The K916 calibre was also available in a variety of watch cases: the E870 oval case with a rotating bezel, the E871 with a wide, rectangular case, the E872 with a rectangular case, the E873 with an oval case, the E874 and the E875 with a classic round case, the E876 with a pillow-shaped case and the Memovox Snowdrop E877 in a round monocoque build. All K916 cases (except the E874) were available in stainless steel, while the E873, the E875 and the E877 models were also available in 18 carat yellow gold. The models E861, E870 and E873 of European watches were printed on the dial with GT for Grande Taille 'Large Size while the American watches were printes with HPG for 'High Precision Guaranteed. The K916 was also used in watch cases from Girard-Perregaux with a corresponding rotor engraving and logo on the dial. These watches were sold by Girard-Perregaux (internal designation caliber GP 080) and also by Tiffany & Co. with their logo. Likewise, the K916 was sold with a differing logo and rotor engraving in watch cases made by Favre-Leuba under the name Memo Raider. In addition, models with manual winding and the calibre K911 were available from Jaeger-LeCoultre under the name Memodate, and at the same time in yellow gold cases made by Van Cleef & Arpels with a time zone bezel (model Traveler World Time) and with gold-plated case as well as by Hermès.

== Gong and perpetual calendar ==
Due to the quartz crisis, the caliber K916 and K911 were encased from 1969 to the late 1980s. On the occasion of the company's 150th anniversary in 1983, no special model of the Memovox was developed due to the crisis. For the 35th anniversary of the Memovox came in 1986, the Memovox Jubilee was released with K916 in yellow gold with a limited production number of 350 pieces.

It was not until 1989 that the next technical development was added with the Grand Réveil and the calibre K919. The K919, as the world's first caliber, had a wake-up function with a gong and a perpetual calendar with a four-digit year display and a moon phase display in addition to the time function with automatic winding. Through the gong, the "buzz" of the early Memovox models gave way to a "ringing" sound. The Grand Réveil was offered in yellow gold, red gold or platinum cases.

In 1994, the only ever Memovox and the world's first wrist alarm watch with a caseback made of sapphire crystal (with the hand- winding caliber K914) was released. In parallel with the K918 an alarm watch with automatic winding and gong was offered - not as Memovox, but as Master Reveil. Both calibres were encased in stainless steel or red gold cases and equipped with white or black dials.

== Vibration alarm ==
As a further development of the Grand Réveil, the Master Grande Memovox with K909 followed in 2003 and from 2006 the Master Grand Réveil was available with the calibre K909/1-440C and an additional silent vibration alarm. Both watch cases were offered in rose gold and platinum, the latter also in stainless steel.

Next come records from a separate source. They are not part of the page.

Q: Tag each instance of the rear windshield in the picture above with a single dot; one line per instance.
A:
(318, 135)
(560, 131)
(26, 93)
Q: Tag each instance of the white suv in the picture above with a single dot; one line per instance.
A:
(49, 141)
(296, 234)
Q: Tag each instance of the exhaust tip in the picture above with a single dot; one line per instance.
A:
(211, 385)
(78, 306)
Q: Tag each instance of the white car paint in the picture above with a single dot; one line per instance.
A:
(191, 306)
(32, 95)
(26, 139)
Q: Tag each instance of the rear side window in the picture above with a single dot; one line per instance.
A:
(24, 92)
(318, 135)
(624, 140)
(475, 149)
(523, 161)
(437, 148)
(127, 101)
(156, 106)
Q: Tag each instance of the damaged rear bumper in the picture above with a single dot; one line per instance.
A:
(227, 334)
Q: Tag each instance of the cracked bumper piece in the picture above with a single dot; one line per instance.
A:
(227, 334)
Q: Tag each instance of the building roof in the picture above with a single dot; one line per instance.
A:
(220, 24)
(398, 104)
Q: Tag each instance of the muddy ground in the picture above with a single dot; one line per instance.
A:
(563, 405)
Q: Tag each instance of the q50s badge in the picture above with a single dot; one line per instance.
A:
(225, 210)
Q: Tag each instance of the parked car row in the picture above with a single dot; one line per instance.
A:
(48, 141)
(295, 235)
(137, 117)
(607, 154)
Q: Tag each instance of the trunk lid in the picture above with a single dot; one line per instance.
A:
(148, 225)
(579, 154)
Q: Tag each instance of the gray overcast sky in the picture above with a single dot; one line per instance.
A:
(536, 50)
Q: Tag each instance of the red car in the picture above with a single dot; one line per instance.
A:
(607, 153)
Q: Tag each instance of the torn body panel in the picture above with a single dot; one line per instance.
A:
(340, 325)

The Memovox was fitted with the caliber K956 and encased in stainless steel or pink gold cases in 2003, and from 2004, the Amvox 1 was produced in stainless steel or titanium cases. This caliber was also used in the diver's watches Master Compressor Memovox (in stainless steel or red gold) and Master Compressor Extreme-W alarm (with a second time zone and stainless steel or titanium cases).

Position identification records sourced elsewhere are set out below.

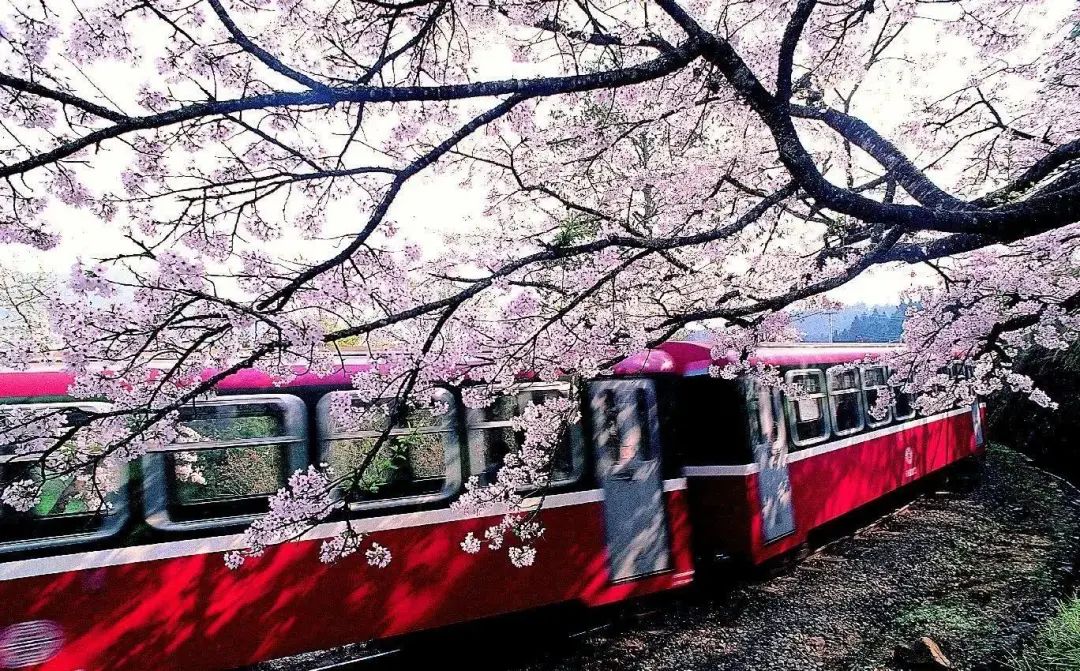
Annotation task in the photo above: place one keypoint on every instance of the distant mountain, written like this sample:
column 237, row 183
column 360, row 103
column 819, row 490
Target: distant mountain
column 856, row 323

In 2008, on the occasion of the company's 175th anniversary, the Memovox International was released in stainless steel or rose gold cases, as well as the Tribute to Polaris 1965 in stainless steel or platinum, and the Tribute to Polaris 1968. In 2011, two versions of the Tribute to Deep Sea Alarm Automatic were released in stainless steel cases, based on the design the original EU and US versions.